İş güvencesinin önemli unsurlarından biri, sendikaya üyelik ve sendikal çalışmalara katılma durumunda işçinin iş güvencesinin olmasıdır.

5018 SAYILI İŞÇİ VE İŞVEREN SENDİKALARI VE SENDİKA BİRLİKLERİ HAKKINDA KANUN İLE 274 SAYILI SENDİKALAR KANUNUNDA SENDİKAL GÜVENCE

TEKGIDA-İŞ SENDİKA AKADEMİSİ

5018 VE 3008 SAYILI KANUNLARDA SENDİKAL GÜVENCE

20.2.1947 gün ve 5018 sayılı İşçi ve İşveren Sendikaları ve Sendika Birlikleri Hakkında Kanun, 26.2.1947 günü Resmi Gazete’de yayımlandı ve aynı gün yürürlüğe girdi.
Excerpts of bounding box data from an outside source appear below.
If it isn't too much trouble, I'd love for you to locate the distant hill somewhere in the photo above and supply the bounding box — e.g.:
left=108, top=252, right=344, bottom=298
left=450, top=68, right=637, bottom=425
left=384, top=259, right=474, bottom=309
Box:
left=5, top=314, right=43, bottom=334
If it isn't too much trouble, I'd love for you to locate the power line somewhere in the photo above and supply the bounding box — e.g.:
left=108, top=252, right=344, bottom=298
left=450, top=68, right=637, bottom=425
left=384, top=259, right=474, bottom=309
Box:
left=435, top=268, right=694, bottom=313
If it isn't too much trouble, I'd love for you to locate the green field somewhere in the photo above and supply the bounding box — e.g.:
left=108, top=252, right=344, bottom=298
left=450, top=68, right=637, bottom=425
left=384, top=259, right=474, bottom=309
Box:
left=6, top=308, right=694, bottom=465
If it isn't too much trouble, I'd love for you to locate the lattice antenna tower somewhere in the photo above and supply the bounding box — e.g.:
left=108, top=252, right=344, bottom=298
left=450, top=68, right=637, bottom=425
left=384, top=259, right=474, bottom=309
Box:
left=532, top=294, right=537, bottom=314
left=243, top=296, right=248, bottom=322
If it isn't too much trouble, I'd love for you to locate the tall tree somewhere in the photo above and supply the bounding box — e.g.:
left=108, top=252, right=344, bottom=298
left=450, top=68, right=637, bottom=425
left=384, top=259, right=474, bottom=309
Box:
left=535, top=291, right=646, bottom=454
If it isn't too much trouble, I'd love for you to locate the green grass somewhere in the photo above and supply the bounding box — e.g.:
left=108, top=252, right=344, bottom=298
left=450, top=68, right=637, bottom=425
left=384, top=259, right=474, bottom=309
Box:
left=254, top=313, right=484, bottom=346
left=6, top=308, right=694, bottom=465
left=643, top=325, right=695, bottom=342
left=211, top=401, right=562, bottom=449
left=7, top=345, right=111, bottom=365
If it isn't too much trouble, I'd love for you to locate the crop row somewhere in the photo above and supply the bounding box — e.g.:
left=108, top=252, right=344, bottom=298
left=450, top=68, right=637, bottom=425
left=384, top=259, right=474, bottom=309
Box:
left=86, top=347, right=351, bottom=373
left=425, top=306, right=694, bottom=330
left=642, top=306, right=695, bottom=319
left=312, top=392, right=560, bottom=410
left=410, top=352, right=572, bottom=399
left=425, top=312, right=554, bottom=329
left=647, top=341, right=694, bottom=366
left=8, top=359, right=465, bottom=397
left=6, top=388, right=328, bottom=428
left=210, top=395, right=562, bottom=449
5018 sayılı Kanunda sendika üyelerinin sendikal faaliyeti konusundaki güvence, negatif ve pozitif sendika özgürlüğünü kapsayacak biçimde, şu şekilde düzenlenmişti: M.9. “Hiçbir kimse, herhangi bir sendikaya üye olmaya veya olmamaya veyahut üyelikten çekilmeye veya çekilmemeye zorlanamaz.”
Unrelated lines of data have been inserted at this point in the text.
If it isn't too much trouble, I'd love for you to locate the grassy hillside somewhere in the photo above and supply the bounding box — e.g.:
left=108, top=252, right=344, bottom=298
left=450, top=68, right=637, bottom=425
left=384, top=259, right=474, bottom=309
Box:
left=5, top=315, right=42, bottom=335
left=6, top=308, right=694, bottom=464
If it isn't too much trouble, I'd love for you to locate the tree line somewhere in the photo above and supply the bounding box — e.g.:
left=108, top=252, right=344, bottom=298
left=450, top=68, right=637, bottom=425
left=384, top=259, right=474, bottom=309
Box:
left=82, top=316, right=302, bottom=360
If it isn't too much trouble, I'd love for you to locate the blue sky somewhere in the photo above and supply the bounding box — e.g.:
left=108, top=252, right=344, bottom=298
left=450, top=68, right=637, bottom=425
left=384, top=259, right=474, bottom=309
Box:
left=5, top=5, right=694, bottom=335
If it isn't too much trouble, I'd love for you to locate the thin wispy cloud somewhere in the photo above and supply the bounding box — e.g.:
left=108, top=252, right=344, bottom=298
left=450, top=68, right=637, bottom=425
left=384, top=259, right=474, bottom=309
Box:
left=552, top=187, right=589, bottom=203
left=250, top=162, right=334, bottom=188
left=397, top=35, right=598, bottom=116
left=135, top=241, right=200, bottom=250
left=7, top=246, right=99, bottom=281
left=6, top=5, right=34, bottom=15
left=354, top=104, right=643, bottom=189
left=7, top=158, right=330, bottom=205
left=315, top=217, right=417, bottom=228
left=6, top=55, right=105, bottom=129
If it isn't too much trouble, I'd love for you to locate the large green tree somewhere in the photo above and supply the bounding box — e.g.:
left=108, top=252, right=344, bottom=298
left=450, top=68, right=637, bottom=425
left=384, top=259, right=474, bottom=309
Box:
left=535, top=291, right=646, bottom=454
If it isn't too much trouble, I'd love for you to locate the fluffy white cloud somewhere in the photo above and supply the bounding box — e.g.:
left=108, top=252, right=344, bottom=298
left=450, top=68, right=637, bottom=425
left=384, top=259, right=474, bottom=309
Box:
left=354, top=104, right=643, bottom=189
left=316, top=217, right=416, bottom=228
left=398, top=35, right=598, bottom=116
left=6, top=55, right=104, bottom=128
Bu maddede sağlanan güvence, 25.5.1959 gün ve 7286 sayılı 5018 sayılı Kanuna Ek Kanun (Resmi Gazete,1.6.1959) ile aşağıdaki şekilde geliştirildi:

“Madde 1. Bir kimsenin sendikada âza olması veya sendikalının çalışma saatleri dışında yahut, iş veren veya vekilinin muvafakatı ile, iş saatleri içinde sendika faaliyetlerine iştirak etmesi veya sendika işleriyle meşgul olması sebebiyle işten çıkarılması veya bu sebeple başka suretle kendisine zarar irası halinde, bu kimsenin İş Kanunu veya sair kanunlara göre haiz olduğu bilcümle haklar mahfuz kalmak suretiyle, ayrıca, ücretinin bir yıllık tutarı iş veren veya iş veren vekili tarafından tazminat olarak kendisine ödenir.”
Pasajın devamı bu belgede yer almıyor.